Solved: Re: Logger Service keeps shutting down and restarting

saharhanna · ‎05-23-2013

Hello,

I have upgraded my lab UCCE call center to v9.0

I have a simplexed environment

Ever since, the logger service keeps shutting down and restarting.

Recently, the node manager issued an error message and shut down the server

I tried to check some logs but I point out the problem, there are errors in different processes.

Attached are the logs.

Gergely Szabo · ‎05-23-2013

Hi,

if the NM tries to reload the server, it indicates a Problem (capital inteded).

Indeed, there's something interesting going on:

08:29:11:822 la-rpl Trace: Starting Recovery Key for Admin table is 6717118506000.0

08:29:11:822 la-rpl Trace: The largestkey = 7201232308043.0 >= startkey = 6717118506000.0

08:29:11:823 la-rpl Trace: To correct this problem: Stop logger service. Use ICMDBA tool to sync configuration data from its partner logger database. Restart logger service.

08:29:11:823 la-rpl Fail: Assertion failed: largestkey < startkey. File: ICRDB.CPP. Line 742

08:29:11:860 la-rpl Trace: CExceptionHandlerEx::GenerateMiniDump -- A Mini Dump File is available at logfiles\replication.exe_20130523082911824.mdmp

08:29:12:074 la-rpl Unhandled Exception: Exception code: 80000003 BREAKPOINTFault address: 754A3219 01:00012219 C:\Windows\syswow64\KERNELBASE.dllRegisters:EAX:00000000EBX:00000000ECX:00001890EDX:E1043F00ESI:015F8AB0EDI:00000005CS:EIP:0023:754A3219SS:ESP:002B:003CE2D8 EBP:003CE2E0DS:002B ES:002B FS:0053 GS:002BFlags:00000246Call stack:Address Frame754A3219 003CE2E0 DebugBreak+26EB1459C 003CE2EC EMSAbortProcess+C6EB1ACD1 003CF7F8 EMSReportCommon+1A16EB1ADBB 003CF818 EMSFailMessage+2B013BBE5A 003CF8A8 ICRDb::ICRDb+44A013B2FE2 003CF9B8 main+582015D96C2 003CF9FC NtCurrentTeb+174767333AA 003CFA08 BaseThreadInitThunk+1277449EF2 003CFA48 RtlInitializeExceptionChain+6377449EC5 003CFA60 RtlInitializeExceptionChain+36

The short version: configuration data is corrupt.

The longer version: the above message in red informs about the result of a sanity check. Each configuration change creates a new row in one of the tables holding the config info, and each row contains a RecoveryKey which is usually a large number incremented by the insertion. The error message says the largest key (= last key) contains a value that is lower than the first key. Naturally, this is something to consider for a lonely philosopher, but the rigid world of Cisco ICM does not allow metaphysical phenomena. Lower numbers are supposed to be lower than higher numbers.
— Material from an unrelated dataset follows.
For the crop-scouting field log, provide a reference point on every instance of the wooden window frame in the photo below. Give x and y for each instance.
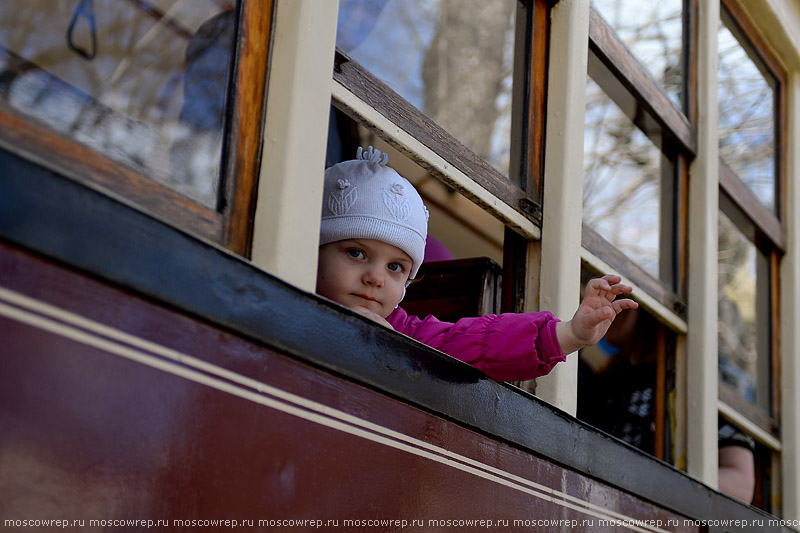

This, of course, raises an exception and the Logger service restarts. If there are too many restarts, the Node Manager kicks in and restarts the machine - this is just a mechanism that prevents a larger extent of data corruption.

Now, if there's an other side Logger - fine, as the error message suggests, you can initiate manual replication (provided the other Logger database contains valid information).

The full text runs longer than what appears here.